FCAS: el fracaso del caza europeo conjunto
El lunes pasado los gobiernos de Alemania y Francia anunciaron que no financiarán el programa FCAS, el mayor proyecto de defensa conjunto de la UE, cuyo presupuesto rondaba los 100.000 millones de euros. La decisión implica la ruptura entre Airbus y Dassault, que seguirán desarrollando sus propios cazas de sexta generación sin coordinación europea.
Con la retirada del apoyo estatal, el proyecto queda detenido de forma definitiva. Ambos fabricantes ya han indicado que continuarán sus programas por separado, manteniendo únicamente la colaboración en la nube de combate y los sensores, donde Indra seguirá participando como socio tecnológico.

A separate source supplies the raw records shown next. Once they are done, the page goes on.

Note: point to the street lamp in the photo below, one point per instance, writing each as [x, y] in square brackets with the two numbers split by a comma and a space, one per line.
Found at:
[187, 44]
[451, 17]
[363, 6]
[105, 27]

Causas del colapso y repercusiones inmediatas
El principal motivo del fracaso es la rivalidad industrial: ninguno de los dos gigantes quiso ceder protagonismo ni capacidad productiva al otro. Esta falta de reparto de responsabilidades provocó la pérdida de sinergias previstas y un retraso frente al F‑35 estadounidense, que ya supera a los cazas europeos en sigilo y capacidad operativa.
Como consecuencia directa, Alemania ha decidido adquirir el F‑35, reforzando su flota con aviones de quinta generación. , por su parte, aún no ha tomado una decisión definitiva sobre su futuro en el ámbito de los cazas, aunque su versión naval sigue bajo estudio. La ausencia de un proyecto común también debilita la capacidad de Europa para presentar una defensa unida ante crecientes amenazas geopolíticas.